Memainkan isu sektarian memang sangat berbahaya dan ini telah dikecam oleh tokoh aktivis dan intelektual Saudi, Dr. Madawi Al-Rashid melalui akun twitter-nya dengan menyatakan bahwa Arab Saudi memerlukan pendekatan baru dalam politik luar negerinya yang
mendorong duduk bersama untuk berdialog dengan kekuatan-kekuatan regional seperti Iran dan Turki bukan hanya dengan koalisi Sunni saja. Bermain koalisi seperti itu ia nilai akan gagal karena politik tidak bisa hanya didasarkan pada konflik Sunni-Syiah saja.

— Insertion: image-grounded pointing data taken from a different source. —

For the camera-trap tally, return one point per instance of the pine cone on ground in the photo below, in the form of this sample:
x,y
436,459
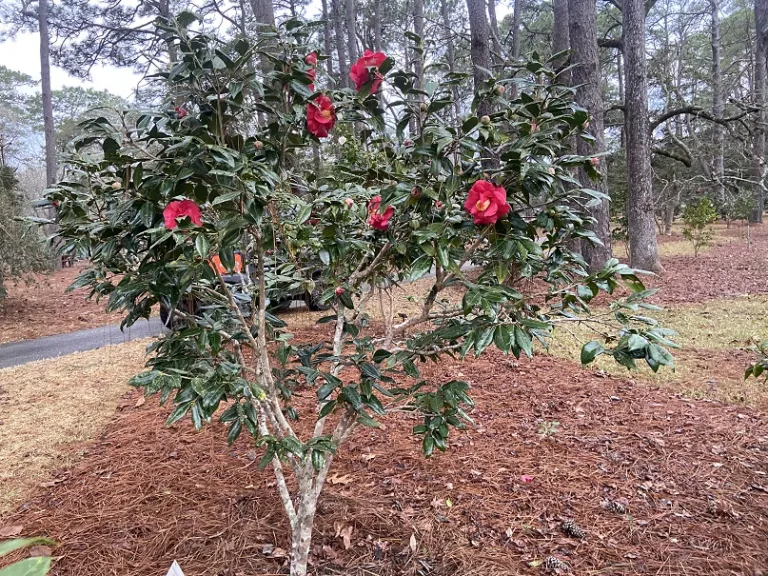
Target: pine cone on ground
x,y
554,565
615,506
570,528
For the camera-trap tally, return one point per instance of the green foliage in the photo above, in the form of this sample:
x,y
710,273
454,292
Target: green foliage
x,y
239,152
34,566
21,248
698,216
760,366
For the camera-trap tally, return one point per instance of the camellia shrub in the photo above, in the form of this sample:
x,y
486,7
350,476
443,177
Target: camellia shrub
x,y
224,172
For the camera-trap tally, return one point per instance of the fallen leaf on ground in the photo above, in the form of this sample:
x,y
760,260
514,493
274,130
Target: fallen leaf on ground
x,y
12,530
336,479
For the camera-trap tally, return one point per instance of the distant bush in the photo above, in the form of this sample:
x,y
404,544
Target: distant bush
x,y
697,217
21,247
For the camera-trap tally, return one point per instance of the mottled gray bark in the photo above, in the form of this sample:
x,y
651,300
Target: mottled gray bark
x,y
263,12
718,103
497,55
643,247
327,38
351,14
582,30
377,25
47,94
758,100
341,50
479,51
561,40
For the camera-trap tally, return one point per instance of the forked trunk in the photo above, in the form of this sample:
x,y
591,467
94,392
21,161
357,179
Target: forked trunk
x,y
301,534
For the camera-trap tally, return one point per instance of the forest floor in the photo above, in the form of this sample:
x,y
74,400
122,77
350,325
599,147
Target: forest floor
x,y
665,474
39,306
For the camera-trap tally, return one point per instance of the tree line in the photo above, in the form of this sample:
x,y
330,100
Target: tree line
x,y
675,89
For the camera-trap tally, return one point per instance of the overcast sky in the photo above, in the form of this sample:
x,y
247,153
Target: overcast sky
x,y
23,54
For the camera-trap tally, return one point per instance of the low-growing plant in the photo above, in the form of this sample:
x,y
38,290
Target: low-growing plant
x,y
32,566
224,172
698,217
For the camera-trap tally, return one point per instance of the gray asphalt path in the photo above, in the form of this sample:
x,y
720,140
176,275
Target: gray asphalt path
x,y
17,353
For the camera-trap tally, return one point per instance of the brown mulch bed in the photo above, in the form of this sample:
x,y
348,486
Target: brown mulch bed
x,y
41,307
692,475
728,270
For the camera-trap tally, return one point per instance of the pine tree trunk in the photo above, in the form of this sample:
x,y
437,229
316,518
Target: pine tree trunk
x,y
450,53
47,94
562,37
494,28
301,532
350,10
479,51
585,75
620,78
516,15
758,100
377,25
418,60
263,12
327,39
718,104
643,248
341,50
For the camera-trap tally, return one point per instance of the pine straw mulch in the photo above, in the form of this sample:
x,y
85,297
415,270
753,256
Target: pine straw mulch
x,y
40,306
728,269
691,474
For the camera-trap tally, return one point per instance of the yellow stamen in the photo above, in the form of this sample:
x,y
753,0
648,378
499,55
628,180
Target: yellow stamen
x,y
482,205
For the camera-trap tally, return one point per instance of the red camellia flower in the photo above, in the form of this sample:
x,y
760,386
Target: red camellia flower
x,y
321,116
179,209
359,70
486,202
376,219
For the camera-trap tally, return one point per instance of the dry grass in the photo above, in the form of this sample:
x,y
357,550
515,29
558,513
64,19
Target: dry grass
x,y
48,407
715,337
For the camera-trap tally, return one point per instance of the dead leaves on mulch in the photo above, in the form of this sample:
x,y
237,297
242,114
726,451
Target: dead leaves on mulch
x,y
657,484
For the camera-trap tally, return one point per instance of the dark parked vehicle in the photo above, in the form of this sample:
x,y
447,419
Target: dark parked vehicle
x,y
243,275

Bahaya makin meluasnya perang di Yaman akibat permainan isu sektarian ini selain berupa perambahan menjadi konflik regional juga kemungkinan konsekuensi internasional yang sulit diramalkan mengingat adanya keterlibatan atau dukungan AS dan Inggris.

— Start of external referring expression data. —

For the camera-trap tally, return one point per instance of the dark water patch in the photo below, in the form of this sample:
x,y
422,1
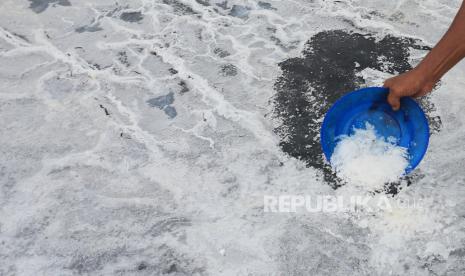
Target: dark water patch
x,y
123,58
170,111
205,3
179,7
142,266
223,5
240,11
39,6
221,53
327,70
266,6
131,16
105,110
228,70
162,101
89,28
184,88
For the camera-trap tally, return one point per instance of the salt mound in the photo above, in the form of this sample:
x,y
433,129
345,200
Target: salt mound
x,y
368,161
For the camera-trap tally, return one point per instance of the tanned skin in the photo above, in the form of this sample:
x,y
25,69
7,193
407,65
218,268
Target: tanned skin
x,y
421,80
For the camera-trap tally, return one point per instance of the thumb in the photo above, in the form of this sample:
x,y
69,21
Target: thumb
x,y
394,101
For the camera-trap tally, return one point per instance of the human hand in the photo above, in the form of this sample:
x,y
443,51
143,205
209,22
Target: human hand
x,y
413,83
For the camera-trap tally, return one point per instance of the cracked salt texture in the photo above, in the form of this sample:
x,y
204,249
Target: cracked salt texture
x,y
367,160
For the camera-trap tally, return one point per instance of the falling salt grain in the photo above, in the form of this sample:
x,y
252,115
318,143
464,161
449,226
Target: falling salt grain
x,y
368,161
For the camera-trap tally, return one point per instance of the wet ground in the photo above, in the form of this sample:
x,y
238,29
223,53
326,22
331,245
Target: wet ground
x,y
140,138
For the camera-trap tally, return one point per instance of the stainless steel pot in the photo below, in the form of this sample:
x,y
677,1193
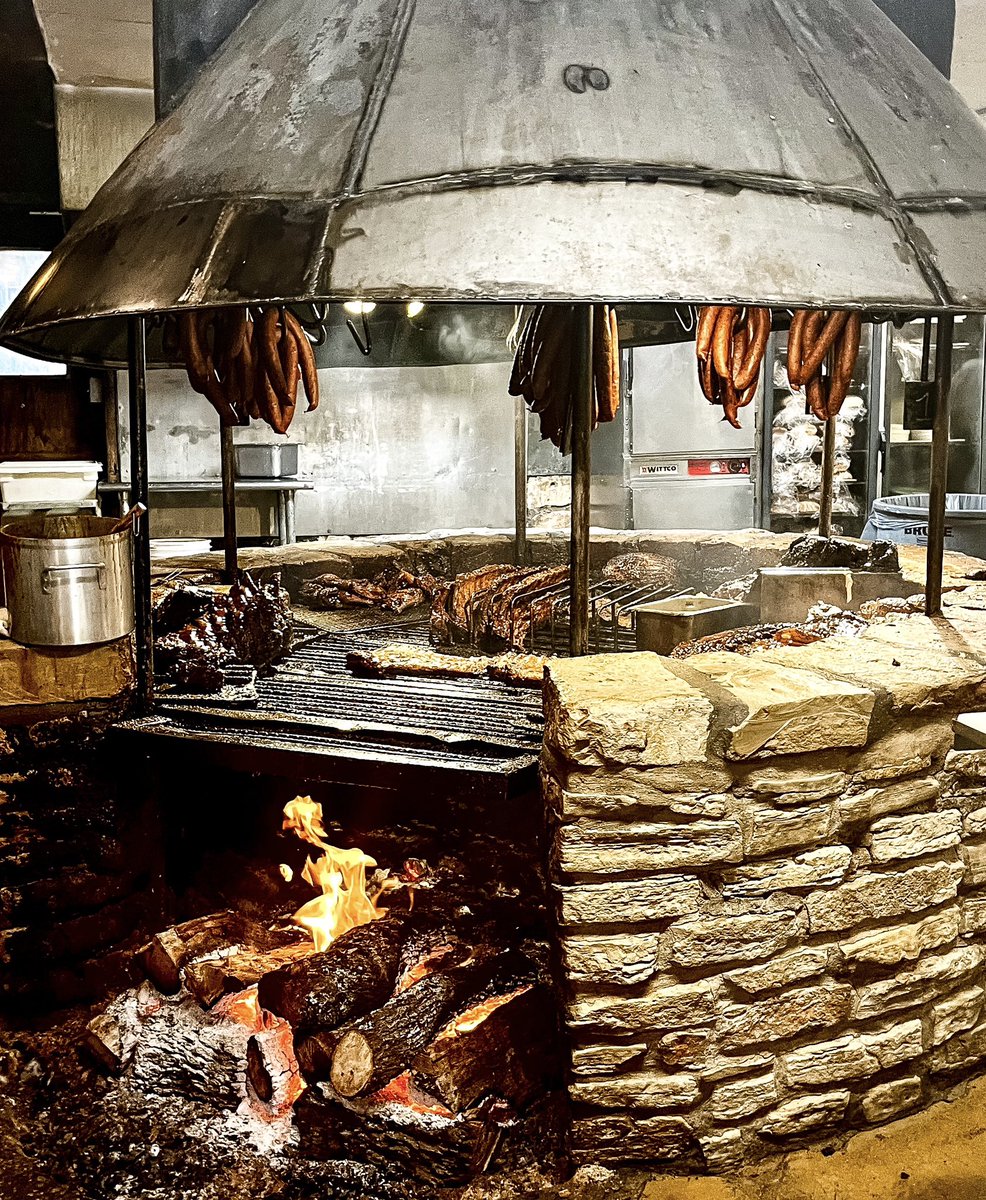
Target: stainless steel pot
x,y
68,580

Selain dukungan intelijen dan logistik, pengumuman serangan koalisi pimpinan Arab Saudi yang dilakukan oleh Dubes Saudi untuk AS di Washington pada 25 Maret menunjukkan bahwa pemerintahan Obama bisa jadi sangat terlibat dalam serangan itu melebihi dukungan yang diumumkan secara resmi.
Selain itu sandi serangan ke Yaman yang bernama “Storm of Resolve” mengingatkan kembali pada operasi gabungan yang melibatkan pasukan darat AS dan Arab Saudi yaitu
“Operation Desert Storm” tahun 1991 yang mengusir tentara Saddam Husein dari Kuwait. Sementara itu Inggris meski masih menyebut pentingnya solusi secara politik tapi telah secara gamblang memberikan dukungan intervensi militer Arab Saudi di Yaman dengan segala cara dan langkah untuk melawan agresi Houthi.
Persoalannya apakah isu sektarian yang telah melandasi konflik kali ini merupakan isu tunggal atau ada isu lain seperi isu ekonomi misalnya. Orang patut menduga bahwa bila Aden jatuh ke tangan Houthi sekaligus dengan selat strategis Bab al-Mandabnya yang merupakan jalur lintas minyak dari Terusan Suez, maka tiga perempat wilayah Yaman akan jatuh ke milisi Houthi dan menjadi ancaman keberlangsungan ekspor minyak kerajaan
Saudi.
Betapapun solusi militer yang tergesa-gesa saat ini dan dibaikannya jalan dialog berpotensi memperluas konflik dan bukan sebaliknya, dan permainan isu sektarian adalah permainan yang sangat berbahaya mengingat penganut kedua aliran itu tak hanya ada di Yaman.